Posté sur le Blog de BIPOLARITE FRANCE

Etre bipolaire c'est...

12/11/2017

Être bipolaire c'est ne plus être soi c'est être deux parfois, celui qui agit sans se contrôler, celui qui regarde et qui ne comprend pas.

 
Être bipolaire c'est aussi partir très loin dans sa tête, inventer son histoire, sortir de la réalité. Être sûr que  c'est l'autre qui ne vous comprend pas

.
Alors crier plus fort devenir agressif et parfois, violent et puis le lendemain ne se souvenir de rien.
Être bipolaire c'est aussi s'envoler ne plus avoir de doute ne plus avoir de peur. Être alors convaincu qu'on peut tout réussir jusqu'au plus grand projet jusqu'à sa déchéance. C'est bouillir d'énergie ne plus la contrôler, ne plus avoir besoin de dormir la nuit. C'est parler bien plus vite c'est ne plus se comprendre, ressentir l'énergie habiter votre corps vous sentir bien plus fort. C'est ne pas supporter que les autres ne suivent pas qu'ils se fatiguent de vous et parfois, baissent les bras.

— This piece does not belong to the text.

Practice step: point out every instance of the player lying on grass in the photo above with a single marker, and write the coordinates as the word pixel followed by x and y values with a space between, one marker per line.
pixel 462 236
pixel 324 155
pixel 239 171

Être bipolaire c'est un jour pour rien tomber dans le néant et se mettre à pleurer ne plus aimer la vie ; c'est se réfugier bien au chaud, dans son lit. C'est rêver que le jour, demain ne se lève pas. C'est repousser les gens même ses meilleurs amis. Ne plus pouvoir sortir de son nid, de chez soi et être persuadé que le danger est là. C'est avoir honte aussi de ne plus pouvoir rien faire, qu'on vous dise, tout le temps de faire un petit effort. Mais ce qu'ils ne savent pas c'est que dans ces moments-là pour nous, à l'intérieur il n'y a plus rien à faire.

 

Être bipolaire c'est voir la vie qui passe et vous, qui, à côté, n'en faites plus partie. C'est l'envie d'en finir.
C'est ne plus supporter d'avoir mal, de souffrir de ne plus se reconnaître. D'avoir une impression de double identité ; et parfois même pire d'être vraiment habité. De ne plus rien maîtriser de se faire mal, jusqu’à quel point ou de faire mal aux autres.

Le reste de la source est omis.